The project

VizMail is a desktop email client built with MAUI .NET 10. The initial goal was straightforward: a local mail client that reads the inbox, displays threads, manages labels. The goal that emerged along the way was more interesting: expose everything via an HTTP API so that AI agents can read and process emails without going through a browser.

Without an API, an agent is blind: it can't read incoming mail, archive, reply, or trigger any action. With a clean API, an agent can do all of that programmatically — and an app like Lain can orchestrate these flows without human intervention.

Stack

  • UI: MAUI .NET 10 (native Windows desktop)
  • Database: SQLite via EF Core (messages, threads, labels, sync state)
  • Email protocols: IMAP (MailKit) + Outlook via Microsoft Graph API
  • HTTP API: .NET HttpListener embedded in the MAUI process, documented via a Markdown skill served by the API itself
  • Tests: xUnit, 659 tests covering services, handlers, and API endpoints

Features

38 features shipped, organized across eight domains:

Reading and navigation

  • Unified inbox with pagination and sorting
  • Thread view (grouped conversations) with bulk actions
  • Full-text search with relevance scoring and combinable filters
  • Real-time navigation context (/api/context)
  • Similar email detection (recurring pattern identification)

Message management

  • Mark read/unread — individual and bulk (up to 500)
  • Archive and permanently delete — individual and bulk
  • Custom labels: add, remove, global rename, global delete
  • Attachments: list, download, automatic backfill
  • Star, mark important, mark priority — individual and bulk
  • Snooze with automatic wake-up — individual and bulk
  • Agent tracking (processed/unprocessed) — individual and bulk

Compose and send

  • Compose a new email (multi-account)
  • Reply to an email (simple reply and reply-all)
  • Forward an email
  • Compose drafts: save and send later
  • Reply drafts: save, send, AI generation (individual and bulk)
  • Sent folder with search and filters

Semantic bubbles

  • Bubble creation and management (CRUD)
  • AI-powered automatic email classification into bubbles
  • Manual bubble override — per email, per thread, bulk
  • Incremental or forced reclassification with real-time progress

Unsubscribe and cleanup

  • Newsletter unsubscription (follows unsubscribe link) — individual and bulk
  • Exchange bogus email cleanup

Analytics and statistics

  • Global statistics (total, unread, starred, top senders, by domain)
  • Email activity timeline (day or week granularity)
  • Contact book derived from received emails
  • Sender aggregation

HTTP API for AI agents

  • Full REST endpoints covering all operations
  • Local token authentication (no external OAuth to configure)
  • Markdown documentation auto-served by the API (/api/skill), always in sync
  • Structured JSON responses designed to be consumed by an agent without fragile parsing
  • Health and sync diagnostics (/api/health, /api/imap_debug)

Synchronization

  • Incremental IMAP sync (IDLE + polling fallback)
  • Outlook sync via Microsoft Graph (delta queries)
  • Conflict handling and offline local state
  • Blocking manual sync and non-blocking trigger
  • Multi-account support (filter by account, send from account)

Development method

VizMail was built entirely through agent-driven development with KittyClaw as the orchestrator. Each feature was a ticket assigned to a programmer agent. The agent wrote the code, a qa-tester agent verified it, a committer agent pushed it. No code was written by hand.

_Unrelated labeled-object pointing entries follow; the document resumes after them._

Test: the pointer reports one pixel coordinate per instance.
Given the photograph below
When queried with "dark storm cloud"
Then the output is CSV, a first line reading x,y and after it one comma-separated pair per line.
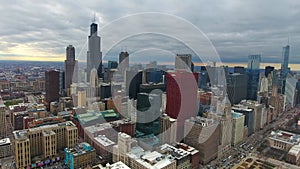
x,y
236,28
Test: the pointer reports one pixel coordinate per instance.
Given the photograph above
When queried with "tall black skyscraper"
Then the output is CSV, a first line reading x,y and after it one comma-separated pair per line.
x,y
285,60
94,54
52,85
123,62
70,68
268,70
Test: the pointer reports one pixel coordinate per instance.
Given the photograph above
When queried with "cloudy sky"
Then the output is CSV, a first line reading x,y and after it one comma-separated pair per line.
x,y
231,29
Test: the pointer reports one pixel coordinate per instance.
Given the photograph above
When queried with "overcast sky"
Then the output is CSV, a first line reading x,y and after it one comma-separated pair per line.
x,y
40,30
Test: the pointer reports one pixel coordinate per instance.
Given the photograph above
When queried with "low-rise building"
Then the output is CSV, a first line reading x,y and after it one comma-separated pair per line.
x,y
283,140
293,155
237,128
5,148
43,143
117,165
204,135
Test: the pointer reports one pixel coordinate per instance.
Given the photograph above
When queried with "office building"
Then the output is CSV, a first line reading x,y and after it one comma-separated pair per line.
x,y
148,106
81,156
253,83
124,145
70,68
183,61
123,62
182,157
145,160
153,75
285,61
268,70
257,113
203,79
94,54
52,85
5,148
45,142
3,122
293,156
18,119
237,128
204,135
225,128
168,129
112,64
148,88
283,140
249,117
81,96
133,81
297,100
291,91
239,69
181,90
116,165
236,85
254,62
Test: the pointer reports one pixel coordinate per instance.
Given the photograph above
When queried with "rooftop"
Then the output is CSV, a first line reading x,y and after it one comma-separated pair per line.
x,y
285,136
103,140
117,165
4,141
236,115
177,153
81,148
295,150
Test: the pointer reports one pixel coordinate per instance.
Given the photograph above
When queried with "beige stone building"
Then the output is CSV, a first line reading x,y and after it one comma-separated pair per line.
x,y
44,142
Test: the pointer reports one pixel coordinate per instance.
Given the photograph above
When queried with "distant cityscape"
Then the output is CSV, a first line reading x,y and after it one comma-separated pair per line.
x,y
112,114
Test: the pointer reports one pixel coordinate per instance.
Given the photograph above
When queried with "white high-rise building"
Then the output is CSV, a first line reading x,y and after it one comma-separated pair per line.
x,y
94,54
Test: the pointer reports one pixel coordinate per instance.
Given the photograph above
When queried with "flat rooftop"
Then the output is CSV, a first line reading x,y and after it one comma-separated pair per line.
x,y
5,141
285,136
103,140
177,153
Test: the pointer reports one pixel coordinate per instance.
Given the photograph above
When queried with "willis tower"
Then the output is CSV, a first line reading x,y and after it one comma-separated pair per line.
x,y
94,54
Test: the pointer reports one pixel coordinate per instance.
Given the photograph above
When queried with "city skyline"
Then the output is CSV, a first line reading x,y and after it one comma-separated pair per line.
x,y
43,37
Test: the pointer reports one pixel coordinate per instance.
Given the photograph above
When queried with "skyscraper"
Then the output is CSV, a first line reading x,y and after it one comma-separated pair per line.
x,y
123,62
2,118
285,60
70,69
236,85
52,85
254,61
183,61
94,54
284,67
182,87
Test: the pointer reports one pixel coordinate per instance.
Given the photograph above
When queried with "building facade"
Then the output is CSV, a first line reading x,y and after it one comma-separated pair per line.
x,y
94,54
204,135
44,142
81,156
70,68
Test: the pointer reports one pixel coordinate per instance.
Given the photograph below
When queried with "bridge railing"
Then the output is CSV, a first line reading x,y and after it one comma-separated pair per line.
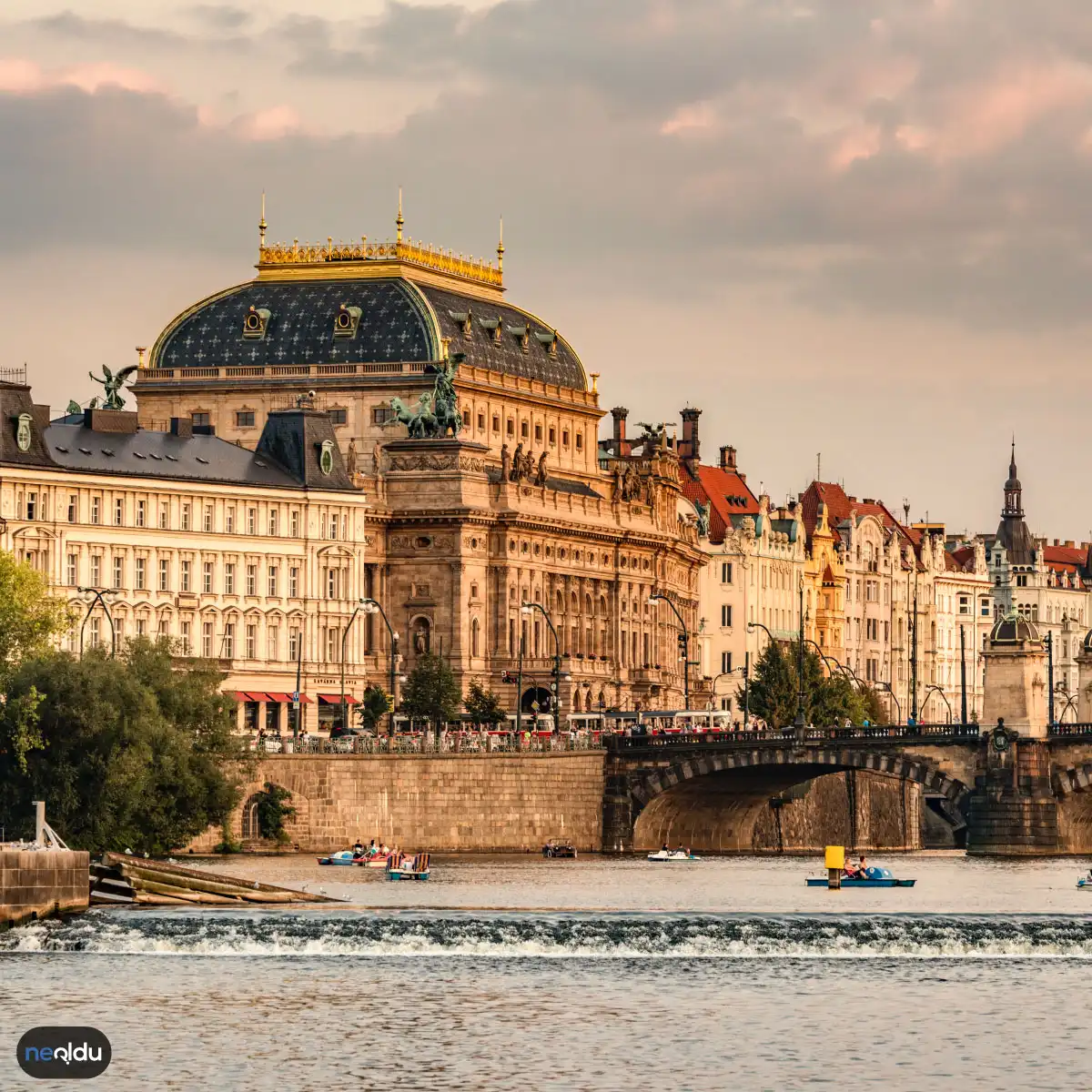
x,y
1080,729
905,733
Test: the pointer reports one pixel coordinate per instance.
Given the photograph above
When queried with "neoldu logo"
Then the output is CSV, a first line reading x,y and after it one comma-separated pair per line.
x,y
64,1053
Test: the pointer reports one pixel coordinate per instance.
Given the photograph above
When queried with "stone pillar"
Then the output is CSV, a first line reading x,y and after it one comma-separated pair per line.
x,y
1013,809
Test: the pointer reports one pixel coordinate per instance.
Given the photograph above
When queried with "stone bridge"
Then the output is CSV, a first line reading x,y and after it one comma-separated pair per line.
x,y
719,792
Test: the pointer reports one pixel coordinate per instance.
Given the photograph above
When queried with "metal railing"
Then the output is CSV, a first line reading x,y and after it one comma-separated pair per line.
x,y
468,743
928,733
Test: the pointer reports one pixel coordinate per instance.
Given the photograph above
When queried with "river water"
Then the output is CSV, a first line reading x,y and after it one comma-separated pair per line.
x,y
525,975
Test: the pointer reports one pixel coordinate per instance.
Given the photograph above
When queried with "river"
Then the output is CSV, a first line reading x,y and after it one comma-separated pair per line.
x,y
600,973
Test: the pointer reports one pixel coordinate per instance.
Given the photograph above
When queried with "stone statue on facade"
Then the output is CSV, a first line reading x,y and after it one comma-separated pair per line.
x,y
113,385
703,520
437,410
518,465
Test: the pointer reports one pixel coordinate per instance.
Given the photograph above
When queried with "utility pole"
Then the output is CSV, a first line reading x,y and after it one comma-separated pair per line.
x,y
962,674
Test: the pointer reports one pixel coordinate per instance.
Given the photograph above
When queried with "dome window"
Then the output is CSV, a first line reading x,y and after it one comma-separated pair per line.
x,y
347,321
256,322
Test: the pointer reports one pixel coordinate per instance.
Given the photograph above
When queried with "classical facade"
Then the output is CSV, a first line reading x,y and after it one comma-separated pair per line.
x,y
254,560
1046,583
472,425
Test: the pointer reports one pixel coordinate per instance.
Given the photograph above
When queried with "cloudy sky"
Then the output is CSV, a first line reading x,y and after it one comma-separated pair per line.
x,y
856,228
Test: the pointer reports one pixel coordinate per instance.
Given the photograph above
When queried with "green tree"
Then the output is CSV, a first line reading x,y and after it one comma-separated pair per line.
x,y
271,812
30,618
484,707
375,704
431,692
129,753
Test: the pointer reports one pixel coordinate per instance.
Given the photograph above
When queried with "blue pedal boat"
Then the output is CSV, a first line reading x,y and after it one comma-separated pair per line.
x,y
877,877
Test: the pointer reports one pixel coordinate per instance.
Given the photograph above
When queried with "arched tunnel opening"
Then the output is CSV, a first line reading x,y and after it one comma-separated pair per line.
x,y
785,808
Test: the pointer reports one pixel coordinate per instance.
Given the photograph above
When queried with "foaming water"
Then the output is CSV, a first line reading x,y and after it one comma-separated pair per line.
x,y
513,936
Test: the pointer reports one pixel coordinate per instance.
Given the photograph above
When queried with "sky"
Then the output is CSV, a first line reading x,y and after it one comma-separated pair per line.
x,y
856,230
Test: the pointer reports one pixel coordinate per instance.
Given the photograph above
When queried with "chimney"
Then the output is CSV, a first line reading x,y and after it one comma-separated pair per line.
x,y
689,447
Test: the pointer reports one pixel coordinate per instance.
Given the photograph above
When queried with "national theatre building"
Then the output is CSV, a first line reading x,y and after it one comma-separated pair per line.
x,y
470,427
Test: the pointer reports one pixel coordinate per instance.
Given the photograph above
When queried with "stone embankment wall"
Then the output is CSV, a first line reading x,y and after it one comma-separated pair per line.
x,y
481,803
38,884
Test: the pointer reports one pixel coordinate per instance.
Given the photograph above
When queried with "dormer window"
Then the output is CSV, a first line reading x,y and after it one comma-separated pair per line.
x,y
347,321
255,323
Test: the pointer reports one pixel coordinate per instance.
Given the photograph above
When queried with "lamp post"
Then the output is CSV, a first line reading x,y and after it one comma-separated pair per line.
x,y
686,645
98,595
360,606
527,609
372,606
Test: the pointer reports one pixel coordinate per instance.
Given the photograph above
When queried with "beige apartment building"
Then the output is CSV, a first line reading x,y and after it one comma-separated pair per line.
x,y
255,560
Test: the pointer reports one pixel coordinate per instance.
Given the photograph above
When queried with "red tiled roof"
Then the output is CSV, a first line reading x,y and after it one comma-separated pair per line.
x,y
726,494
839,508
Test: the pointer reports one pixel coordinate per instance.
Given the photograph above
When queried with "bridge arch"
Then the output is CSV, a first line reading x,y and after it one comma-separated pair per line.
x,y
715,801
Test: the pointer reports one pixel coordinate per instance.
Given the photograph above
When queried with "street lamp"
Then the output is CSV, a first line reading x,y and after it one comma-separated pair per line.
x,y
654,598
98,595
527,609
372,606
361,604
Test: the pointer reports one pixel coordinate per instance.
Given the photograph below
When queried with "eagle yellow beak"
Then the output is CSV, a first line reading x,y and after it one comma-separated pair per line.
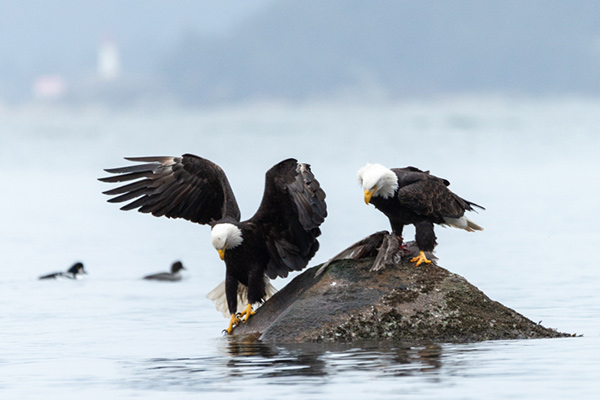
x,y
368,195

This approach delivered 38 features with 659 tests and 0 regressions — with no cascade debugging days, because every change was tested before being committed.

The full retrospective on building the HTTP API is available in How I Built the VizMail API with AI Agents.

Results

Metric Value
Features shipped 38
Automated tests 659
Regressions 0
Status In active use ✓

What this demonstrates

VizMail isn't a "learn MAUI" project. It's proof that agent-driven development works on a complex business domain (mail, synchronization, network protocols) with strong quality constraints (0 regressions, 659 tests). The HTTP API wasn't in the original spec — it emerged because the tooling (KittyClaw + agents) made adding it frictionless. Semantic bubbles, AI-assisted drafting, and analytics followed the same path.